The unchecked exception classes (§11.1.1) are exempted from compile-time checking.
Error classes are exempted because they can occur at many points in the program and recovery from them is difficult or impossible. A program declaring such exceptions would be cluttered, pointlessly. Sophisticated programs may yet wish to catch and attempt to recover from some of these conditions.
Run-time exception classes are exempted because, in the judgment of the designers of the Java programming language, having to declare such exceptions would not aid significantly in establishing the correctness of programs. Many of the operations and constructs of the Java programming language can result in exceptions at run time. The information available to a Java compiler, and the level of analysis a compiler performs, are usually not sufficient to establish that such run-time exceptions cannot occur, even though this may be obvious to the programmer. Requiring such exception classes to be declared would simply be an irritation to programmers.
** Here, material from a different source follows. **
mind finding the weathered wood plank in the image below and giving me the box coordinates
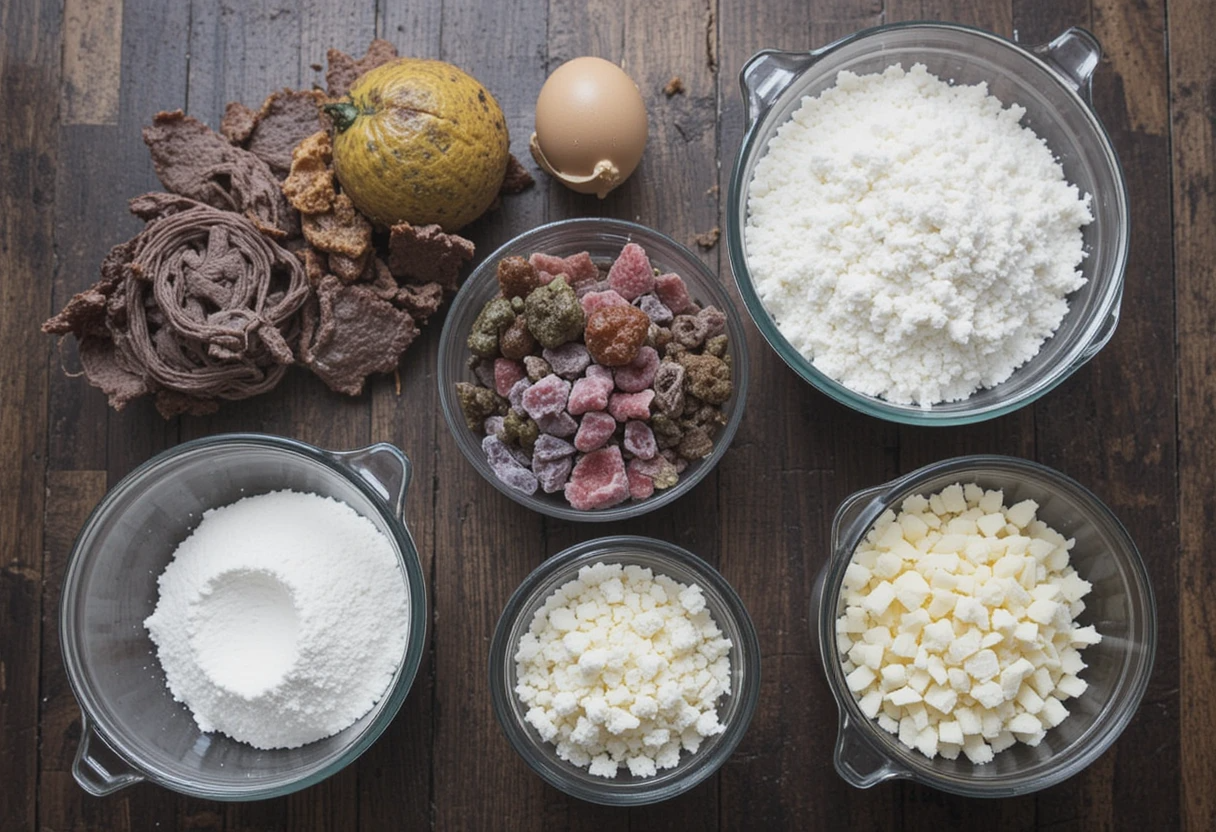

For example, certain code might implement a circular data structure that, by construction, can never involve null references; the programmer can then be certain that a NullPointerException cannot occur, but it would be difficult for a Java compiler to prove it. The theorem-proving technology that is needed to establish such global properties of data structures is beyond the scope of this specification.
We say that a statement or expression can throw an exception class E if, according to the rules in §11.2.1 and §11.2.2, the execution of the statement or expression can result in an exception of class E being thrown.
We say that a catch clause can catch its catchable exception class(es):
- The catchable exception class of a uni- catch clause is the declared type of its exception parameter (§14.20).
- The catchable exception classes of a multi- catch clause are the alternatives in the union that denotes the type of its exception parameter.